Perruques, sabres japonais ou drogue... les sous-sols du palais de justice de Grenoble, où sont conservés les scellés, pièces cruciales dans la résolution d’affaires classées, ressemblent à une caverne d’Ali Baba saturée, dont la gestion est un casse-tête pour la justice.
GRENOBLE (AFP) - Perruques, sabres japonais ou drogue... les sous-sols du palais de justice de Grenoble, où sont conservés les scellés, pièces cruciales dans la résolution d’affaires classées, ressemblent à une caverne d’Ali Baba saturée, dont la gestion est un casse-tête pour la justice.
"Ici on pourrait faire une brocante avec les barres à mine, les armes blanches et les battes de base-ball", souligne le greffier en chef du tribunal de grande instance, Patrice Brousseaud, responsable du service des scellés.
Saisis lors des enquêtes, des objets en tous genres, comme des skis ou de la fausse monnaie, sont stockés dans deux salles sécurisées.
Les armes, l’argent saisi et les stupéfiants, dont la justice conserve des échantillons, sont rangés dans une troisième salle, ignifugée.
Ponctuellement, M. Brousseaud transporte sous escorte de fortes sommes en liquide dans des banques en attendant leur restitution.
Ces salles non aérées et sans fenêtre sont le lieu de travail de Gilbert Gaillard qui, chaque matin à partir de 07H30, "réceptionne, classe, range, enregistre et fait de la place" pour les nouveaux scellés.
"Je reçois parfois jusqu’à 200 scellés par jour. J’ai deux mois et demi de retard pour l’enregistrement", explique-t-il.
La destruction ou la vente de scellés fait l’objet d’une liste établie à partir de six mois après une décision définitive de justice et soumise aux magistrats pour autorisation.
Depuis 2000, les pièces à conviction des homicides volontaires et d’affaires conclues par un non-lieu sont "systématiquement conservées", souligne M. Brousseaud.
L’absence, la perte ou la destruction de scellés ont en effet nui à la résolution d’affaires comme celle des "disparus de l’Isère", ces neufs enfants tués ou disparus entre 1983 et 1996.
Pièce à conviction centrale sur laquelle les enquêteurs espéraient pouvoir faire des prélèvements d’ADN, des ossements d’enfants découverts dans le Vercors en 1985 et conservés au laboratoire de toxicologie médico-légale, ont été détruits en 1996 sur ordre du parquet.

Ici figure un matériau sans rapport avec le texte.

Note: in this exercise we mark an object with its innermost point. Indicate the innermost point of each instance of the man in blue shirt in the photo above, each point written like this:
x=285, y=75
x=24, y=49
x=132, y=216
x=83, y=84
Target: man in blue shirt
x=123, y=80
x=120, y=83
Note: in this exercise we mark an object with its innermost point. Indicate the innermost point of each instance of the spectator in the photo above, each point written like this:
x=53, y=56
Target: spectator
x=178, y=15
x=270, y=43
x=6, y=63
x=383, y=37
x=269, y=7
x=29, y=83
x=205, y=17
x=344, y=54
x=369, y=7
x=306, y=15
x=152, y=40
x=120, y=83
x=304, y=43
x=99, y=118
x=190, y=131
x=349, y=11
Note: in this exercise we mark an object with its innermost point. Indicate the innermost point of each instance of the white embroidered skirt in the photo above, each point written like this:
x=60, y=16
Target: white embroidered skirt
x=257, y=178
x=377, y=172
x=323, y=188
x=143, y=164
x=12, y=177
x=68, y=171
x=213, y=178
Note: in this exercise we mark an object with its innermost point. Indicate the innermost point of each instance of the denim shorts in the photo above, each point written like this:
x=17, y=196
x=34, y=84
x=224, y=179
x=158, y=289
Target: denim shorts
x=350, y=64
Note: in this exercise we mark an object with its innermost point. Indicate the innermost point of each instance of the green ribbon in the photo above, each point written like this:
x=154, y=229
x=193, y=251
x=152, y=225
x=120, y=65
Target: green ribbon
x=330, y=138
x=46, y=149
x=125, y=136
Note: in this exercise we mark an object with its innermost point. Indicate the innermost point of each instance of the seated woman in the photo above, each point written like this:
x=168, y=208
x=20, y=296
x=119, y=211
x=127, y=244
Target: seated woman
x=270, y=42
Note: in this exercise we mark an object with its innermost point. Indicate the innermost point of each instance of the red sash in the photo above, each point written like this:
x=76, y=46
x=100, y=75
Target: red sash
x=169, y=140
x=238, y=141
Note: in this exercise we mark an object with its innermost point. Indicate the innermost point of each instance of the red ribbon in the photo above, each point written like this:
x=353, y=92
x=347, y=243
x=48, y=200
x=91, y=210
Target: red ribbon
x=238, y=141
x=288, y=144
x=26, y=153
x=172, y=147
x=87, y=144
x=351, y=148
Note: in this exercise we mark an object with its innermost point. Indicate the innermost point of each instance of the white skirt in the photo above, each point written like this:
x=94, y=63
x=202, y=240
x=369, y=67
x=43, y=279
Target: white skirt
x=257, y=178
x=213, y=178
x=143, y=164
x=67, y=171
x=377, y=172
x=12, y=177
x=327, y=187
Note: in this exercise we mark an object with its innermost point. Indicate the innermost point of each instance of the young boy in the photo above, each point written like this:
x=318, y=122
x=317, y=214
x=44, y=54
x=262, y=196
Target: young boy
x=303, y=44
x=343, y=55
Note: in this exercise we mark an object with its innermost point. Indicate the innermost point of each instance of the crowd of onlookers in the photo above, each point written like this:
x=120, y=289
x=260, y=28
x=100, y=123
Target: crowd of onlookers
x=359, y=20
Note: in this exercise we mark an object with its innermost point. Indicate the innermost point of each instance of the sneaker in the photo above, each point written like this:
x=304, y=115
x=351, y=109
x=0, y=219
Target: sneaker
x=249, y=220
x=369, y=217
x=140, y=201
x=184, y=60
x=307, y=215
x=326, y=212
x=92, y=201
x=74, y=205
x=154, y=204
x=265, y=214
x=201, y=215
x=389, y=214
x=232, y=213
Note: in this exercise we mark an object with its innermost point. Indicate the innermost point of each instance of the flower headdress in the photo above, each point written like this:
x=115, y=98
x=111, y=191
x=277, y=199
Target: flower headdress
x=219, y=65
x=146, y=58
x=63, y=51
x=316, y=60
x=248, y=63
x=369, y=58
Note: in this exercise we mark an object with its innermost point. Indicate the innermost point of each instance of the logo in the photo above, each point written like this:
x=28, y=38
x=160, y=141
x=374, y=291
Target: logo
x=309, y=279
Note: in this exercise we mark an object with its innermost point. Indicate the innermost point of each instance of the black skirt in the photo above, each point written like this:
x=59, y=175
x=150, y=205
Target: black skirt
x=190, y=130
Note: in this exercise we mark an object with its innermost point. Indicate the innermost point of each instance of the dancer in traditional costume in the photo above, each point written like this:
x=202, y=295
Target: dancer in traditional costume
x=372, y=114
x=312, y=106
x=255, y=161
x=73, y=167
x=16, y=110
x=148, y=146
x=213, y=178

Sur la liste de scellés à détruire transmise au parquet, ces ossements d’enfant étaient identifiés par la mention "X non identifié 23 mai 1985", sans précisions du lieu ni détails sur l’affaire.
"Dans les années 90", l’ancienne direction devait "faire de la place car nos locaux étaient exigus", souligne Hélène Eysseric, la responsable du laboratoire, où sont conservés les prélèvements biologiques.
Retrouver de vieux scellés est parfois difficile au tribunal de grande instance, où l’enregistrement n’était pas numérisé avant 2005, tandis que "certains ont été mal rangés" ou "perdus", reconnaît M. Brousseaud.
"Cette année, on a retrouvé par hasard une douille que la police nous a demandée il y a deux ans", souligne-t-il.
En 2009, la ministre de la Justice, Michèle Alliot-Marie, a lancé un audit sur les scellés en vue de préparer "un plan pour améliorer la gestion et la conservation" des centaines de milliers de scellés en France.
"Trop souvent, on a pâti de la destruction de scellés par erreur, il faut donc mettre en place une vraie gestion des scellés", souligne Arthur Dreyfuss, porte-parole du ministère.